Please electronically submit your reply on company letterhead to Mark W. Rivero, Compliance Officer, at ORAPHARM2_RESPONSES@fda.hhs.gov. In addition, please submit a signed copy of your response to mark.rivero@fda.hhs.gov.

If you have questions regarding any issues in this letter, please contact me by e-mail at ronda.loyd-jones@fda.hhs.gov or by phone at (214) 253 - 5336, or Mr. Mark Rivero by e-mail or by phone at (954) 759 - 7718.

Sincerely,
/S/

Monica R. Maxwell
Program Division Director
Office of Pharmaceutical Quality Operations
Division II

____________________

1 Section 505G(a)(1) of the FD&C Act specifies criteria under which certain nonprescription drugs without an approved application are deemed GRASE and not "new drugs," notably, conformance with conditions detailed in applicable OTC monograph documents issued by FDA under 21 CFR 330 prior to enactment of the CARES Act. In the case of OTC external analgesic drug products, relevant documents were deemed under section 505G to be a final administrative order, Over-the-Counter Monograph M017: Topical Antifungal Drug Products for Over-the-Counter Human Use. (See Order ID OTC000033, available at FDA’s website OTC Monographs @ FDA, https://dps.fda.gov/omuf.)

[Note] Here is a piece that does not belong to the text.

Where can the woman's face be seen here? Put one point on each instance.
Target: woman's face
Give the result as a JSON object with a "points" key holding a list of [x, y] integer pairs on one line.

2 Under 21 CFR 201.66(b), an active ingredient is a component of a drug intended to furnish pharmacological activity or other direct effect in the diagnosis, cure, mitigation, treatment, or prevention of disease, or to affect the structure or function of the body.

3 FDA is not aware of any adequate and well-controlled clinical trials in the published literature that support a determination that Omeza Lidocaine Lavage is GRASE for use under the conditions prescribed, recommended, or suggested in its labeling.

4 In the case of OTC skin protectant drug products, relevant documents were deemed under section 505G to be a final administrative order, Over-the-Counter Monograph M016: Skin Protectant Drug Products for Over-the-Counter Human Use. (See Order ID OTC000005, available at FDA’s website OTC Monographs @ FDA, https://dps.fda.gov/omuf.)

5 FDA is not aware of any adequate and well-controlled clinical trials in the published literature that support a determination that Omeza Skin Protectant is GRASE for use under the conditions prescribed, recommended, or suggested in its labeling.